Everyone thought about that. There was really only one reason Gaara, of all people, would bring that kind of habit to our attention.
"...Like the kind total perverts get?" Naruto asked after a second or two, eyes wide. At Gaara and Fū's worrying silence, he said, "You're kidding. And he's, what, really into mermaids?"
Gaara and Fū just sighed.
Isobu's voice interrupted the teenaged plotters, saying in a mild tone that warbled in the water, "Oh look, another contestant."
Everyone on the ship suddenly got a very good view of an octopus-squid thing that was about the size of three Tailed Beasts put together, Yang Kurama included. As a yellowish bulk of tentacles and seagoing horror, it was almost impressive. With its beady eyes and wide grin-as opposed to a beak like a proper cephalopod-I was once again left questioning what, if any, logic went into the evolution of life forms in this ridiculous ocean. It waved all its arms, possibly as a threat. One of them even reached for Saiken's convoy, and therefore us.
And then Isobu opened his craggy maw and let out a noise that no turtle would be able to mimic, due primarily to a lack of vocal cords of relevant range. Everyone under the size category of "Colossal" in the area clamped appendages over their ears as he sang like a whale. Specifically, if I had to guess, a type of whale that ate krakens for breakfast, lunch, and dinner.
Except even as I was trying to avoid abusing my regeneration abilities any more than I already had (and Sanji swore audibly from the kitchen about Logias and grease fires), I was pretty fucking sure I recognized the song.
Really? You break out things from Pokémon at a time like this?
Are you jealous of my range? You were not going to win any awards with your mermaid song earlier.
Oh, shut up.

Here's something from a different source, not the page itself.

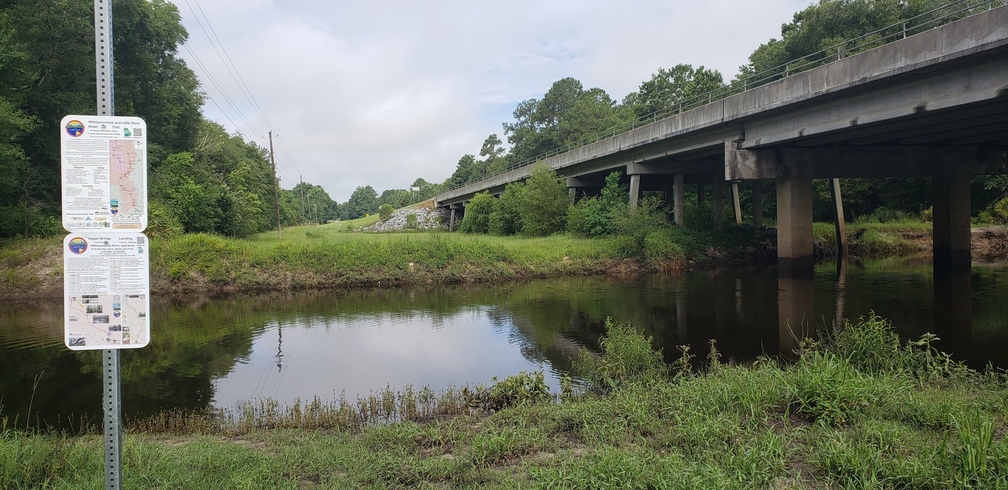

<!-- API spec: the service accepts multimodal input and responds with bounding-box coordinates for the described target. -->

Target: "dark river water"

You're no dragon bird.
I am a dragon turtle.
I gave up, and coincidentally Isobu stopped singing after the kraken inked itself and fled in the blind confusion. For a monster of the deep, it wasn't all that intimidating compared to my mental roommate. Odd, how I could say that about so many things.
"Did anyone else notice something odd about that encounter?" Jinbe asked, once everyone had stopped acting like their eardrums would blow out.
"Are you talking about the thing swimming away? Or the singing monster turtle?" Naruto wondered aloud.
"We could have made so much takoyaki with it," Fū complained under her breath.
Since we had kinda been depending on Sea King meat for most of our protein recently, it wasn't as though Fū's idea didn't have merit. But we could just as easily hunt up nearly anything else. Or wait until we could hit a restaurant, like law-abiding citizens.
…Pfff. Yeah, right.
"That is not what I meant," Jinbe said. He peered out into the darkness as the ink dispersed, frowning more severely than usual. "That was a North Blue kraken."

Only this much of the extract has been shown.